Eat According to Age and Needs
To stay healthy, you should eat according to your age and physical needs. Over-eating or under-eating are both harmful to your health.

Young children whose bodies are developing healthy bones and muscles need a diet rich in protein and calcium. They are highly active and should eat regularly to maintain their energy levels. Teens need a good quantity, well-balanced diet with lots of calories and nutrients as they develop toward maturity. Older people whose digestive system's are weakening and who are less physical active should eat less and easier to digest foods. Professional people, such as athletics or construction workers, should eat more, especially carbohydrates to maintain their energy. People whose profession requires them to think can nourish their brain with a protein-rich diet.

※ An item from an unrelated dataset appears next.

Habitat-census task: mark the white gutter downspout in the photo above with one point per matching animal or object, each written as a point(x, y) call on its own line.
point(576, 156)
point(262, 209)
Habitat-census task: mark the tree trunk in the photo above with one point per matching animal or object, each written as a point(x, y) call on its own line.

A diet that doesn't provide the necessary nutrition to support the physical demands or is in excess of what the body needs is harmful and could lead to serious health problems. Eating three meals a day at fixed times, in moderation and with lots of variety is recommended.

The Application
Eating food according to your constitution and in harmony with the climate is fundamental to staying well. Understanding common diseases, knowing how to read their early symptoms and knowing the nature and characteristics of foods are keys to eating right for preventive healthcare.

Chinese medicine believes that most diseases progress from initial stage with obvious surface symptoms or external conformation and develop into bigger problems with internal conformation. If we can identify problems at the initial stage and treat them with dispersing drugs, we can stop them from progressing further. When diseases turn internal, they become chronic in nature and are more difficult to treat. The treatment starts by treating the interior symptoms. When the interior problems are corrected, the surface symptoms disappear automatically.

During sickness, it is important to eat foods that are complementary to the treatment so that relief can be achieved sooner. Usually Chinese doctors explain the nature of the problem and give advice on what foods to eat and what to avoid during that time.

Most therapeutic food dishes are eaten as meals or with meals and repeated for days or sometimes weeks until the body has enough nutrition to repair itself. The results are more comprehensive and permanent. After recovery, repeating the recipe at regular intervals is recommended for maintenance purposes.

Eating purposely for health requires knowledge, time and effort. Investing in your food is an investment in yourself; health and quality of life will follow.